The tyranny of certainty: and how to avoid it

The tyranny of certainty: and how to avoid it

Splendid lecture by Andrew Sullivan on the scepticism of Michael Oakeshott. Quote:

“Oakeshott’s conservatism, his defense of liberal civil society, liberal constitutionalism — of what many people today would call conservatism but which strictly speaking is a brand of liberalism — was based not on the notion that there are some rights of man that we can know for sure, let alone truths that are self-evident. It wasn’t based upon the notion that a free society generates more wealth or power. It was simply based upon the notion of the limits of human understanding.

This radical defense of liberalism on the ground of skepticism can be described in a certain basic way, which is that we cannot know. As an empirical matter, as a practical matter, human beings do not know the consequence of their actions. They cannot see the future. Their information and data, based on what has happened in the past, is extremely limited. We operate constantly, as human beings, in a fog–a mental, intellectual, psychological fog. This is our reality.

This fog extends not simply to abstract conceptions of what is true or not–which Oakeshott never fully abandoned, but gradually came to relinquish in his interests–but practically speaking as well. How do we know that what we’re going to do is produce the results we want? How do we know that a certain policy is going to bring about the consequences it is designed to bring about? How do we know, when we start a war, where we will end up in that war?

This skepticism leads Oakeshott to two very basic ideas. One is because no one–no one–has the right to certainty, we should do all that we can to prevent anyone with that certainty from running our lives. What this means is that you keep the principles of certainty out of politics. He was thinking, as Montaigne was thinking at that time, of theocracy. Montaigne lived in the time of the wars of religion, and tried everything he could both to uphold the existing norms of Christianity while quietly, bravely, interestingly, fascinatingly dissenting.

Oakeshott’s defense of a small government, therefore, is not based on what traditionally conservatives believe it to be based upon. It’s based upon the lack of knowledge of any group of people in knowing what on earth they’re doing. Keep the government small so it can do as little damage as possible. Whenever certainty arises in public debate, question it, suspect it, doubt it.
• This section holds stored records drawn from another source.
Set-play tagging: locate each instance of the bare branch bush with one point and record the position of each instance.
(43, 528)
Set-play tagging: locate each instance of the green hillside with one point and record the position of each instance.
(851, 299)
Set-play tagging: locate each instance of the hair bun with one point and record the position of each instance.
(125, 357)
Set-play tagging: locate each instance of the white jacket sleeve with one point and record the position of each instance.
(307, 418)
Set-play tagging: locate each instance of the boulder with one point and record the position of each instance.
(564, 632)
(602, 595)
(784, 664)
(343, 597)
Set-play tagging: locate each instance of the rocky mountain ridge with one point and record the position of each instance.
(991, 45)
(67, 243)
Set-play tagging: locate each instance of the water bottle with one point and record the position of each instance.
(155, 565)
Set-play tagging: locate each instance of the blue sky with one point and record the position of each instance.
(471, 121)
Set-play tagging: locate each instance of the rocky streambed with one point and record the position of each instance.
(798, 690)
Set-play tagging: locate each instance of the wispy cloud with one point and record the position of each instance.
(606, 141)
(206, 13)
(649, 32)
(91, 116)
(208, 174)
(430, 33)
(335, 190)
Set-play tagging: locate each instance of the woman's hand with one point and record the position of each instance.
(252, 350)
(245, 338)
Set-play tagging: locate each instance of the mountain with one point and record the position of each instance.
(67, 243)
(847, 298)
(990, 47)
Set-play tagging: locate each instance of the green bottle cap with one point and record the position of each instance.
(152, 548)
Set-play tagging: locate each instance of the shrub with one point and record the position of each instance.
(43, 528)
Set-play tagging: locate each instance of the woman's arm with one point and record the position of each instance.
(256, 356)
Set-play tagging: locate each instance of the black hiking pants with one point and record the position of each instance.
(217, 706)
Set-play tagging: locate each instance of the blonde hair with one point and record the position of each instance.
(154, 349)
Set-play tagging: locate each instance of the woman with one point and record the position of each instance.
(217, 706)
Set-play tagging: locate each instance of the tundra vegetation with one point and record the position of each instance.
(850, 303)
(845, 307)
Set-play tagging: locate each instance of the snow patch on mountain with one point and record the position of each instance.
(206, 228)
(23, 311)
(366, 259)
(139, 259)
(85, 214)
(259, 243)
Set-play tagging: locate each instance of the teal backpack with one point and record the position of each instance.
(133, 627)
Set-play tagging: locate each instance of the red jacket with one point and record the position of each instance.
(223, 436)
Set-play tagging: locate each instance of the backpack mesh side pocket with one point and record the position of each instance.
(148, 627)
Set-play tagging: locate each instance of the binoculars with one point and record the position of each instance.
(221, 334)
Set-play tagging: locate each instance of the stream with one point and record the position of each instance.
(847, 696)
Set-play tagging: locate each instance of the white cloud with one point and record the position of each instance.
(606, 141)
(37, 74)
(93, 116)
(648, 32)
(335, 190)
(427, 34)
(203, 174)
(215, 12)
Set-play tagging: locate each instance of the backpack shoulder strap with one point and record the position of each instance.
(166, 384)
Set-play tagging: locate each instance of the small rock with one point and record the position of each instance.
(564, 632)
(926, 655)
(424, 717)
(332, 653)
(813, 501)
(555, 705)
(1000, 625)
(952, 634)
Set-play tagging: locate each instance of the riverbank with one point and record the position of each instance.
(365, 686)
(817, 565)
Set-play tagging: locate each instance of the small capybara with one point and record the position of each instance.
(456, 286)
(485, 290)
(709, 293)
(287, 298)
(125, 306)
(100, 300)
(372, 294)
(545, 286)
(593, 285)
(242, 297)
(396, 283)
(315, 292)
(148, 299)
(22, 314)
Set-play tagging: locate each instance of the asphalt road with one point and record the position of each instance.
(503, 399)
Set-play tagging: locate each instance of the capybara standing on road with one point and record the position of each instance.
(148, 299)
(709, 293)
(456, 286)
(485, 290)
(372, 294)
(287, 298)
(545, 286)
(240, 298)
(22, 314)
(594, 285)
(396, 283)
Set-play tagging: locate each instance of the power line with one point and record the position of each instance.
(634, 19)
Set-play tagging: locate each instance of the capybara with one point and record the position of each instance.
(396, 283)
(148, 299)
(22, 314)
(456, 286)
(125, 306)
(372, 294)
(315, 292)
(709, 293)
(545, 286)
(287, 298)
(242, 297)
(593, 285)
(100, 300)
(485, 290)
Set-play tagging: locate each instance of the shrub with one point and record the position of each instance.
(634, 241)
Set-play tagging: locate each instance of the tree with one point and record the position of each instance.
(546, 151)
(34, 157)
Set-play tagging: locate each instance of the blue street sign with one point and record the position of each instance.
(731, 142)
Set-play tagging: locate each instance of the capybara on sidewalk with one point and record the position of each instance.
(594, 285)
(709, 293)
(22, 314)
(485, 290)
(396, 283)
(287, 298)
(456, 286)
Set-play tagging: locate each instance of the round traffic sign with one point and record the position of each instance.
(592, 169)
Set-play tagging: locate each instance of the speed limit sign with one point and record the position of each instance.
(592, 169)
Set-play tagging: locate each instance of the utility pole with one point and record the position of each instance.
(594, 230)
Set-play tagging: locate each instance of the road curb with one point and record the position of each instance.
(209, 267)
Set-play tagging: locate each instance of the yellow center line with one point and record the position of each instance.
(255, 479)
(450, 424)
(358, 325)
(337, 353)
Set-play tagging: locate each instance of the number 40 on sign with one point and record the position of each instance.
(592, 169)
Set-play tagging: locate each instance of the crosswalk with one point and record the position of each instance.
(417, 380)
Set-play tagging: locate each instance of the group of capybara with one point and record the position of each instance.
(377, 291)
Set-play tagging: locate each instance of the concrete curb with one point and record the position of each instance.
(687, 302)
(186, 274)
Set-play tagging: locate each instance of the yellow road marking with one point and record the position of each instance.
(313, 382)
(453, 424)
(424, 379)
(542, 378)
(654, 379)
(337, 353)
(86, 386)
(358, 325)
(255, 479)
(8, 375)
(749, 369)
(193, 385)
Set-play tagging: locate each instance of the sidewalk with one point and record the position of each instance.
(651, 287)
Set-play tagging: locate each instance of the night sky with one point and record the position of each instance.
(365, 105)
And alongside this, a form of government, a form of statesmanship, of politicking, which deeply understands the limits of its own knowledge, which moves forward with a sense of judgment, not certainty; by prudence, not conviction….”

In a strange way there are some parallels between Oakeshott’s philosophical approach and the end-to-end design philosophy of the Net’s architecture. And an appropriate humility towards the future on the part of its designers, who knew that they could not know what people would use the thing for in the future.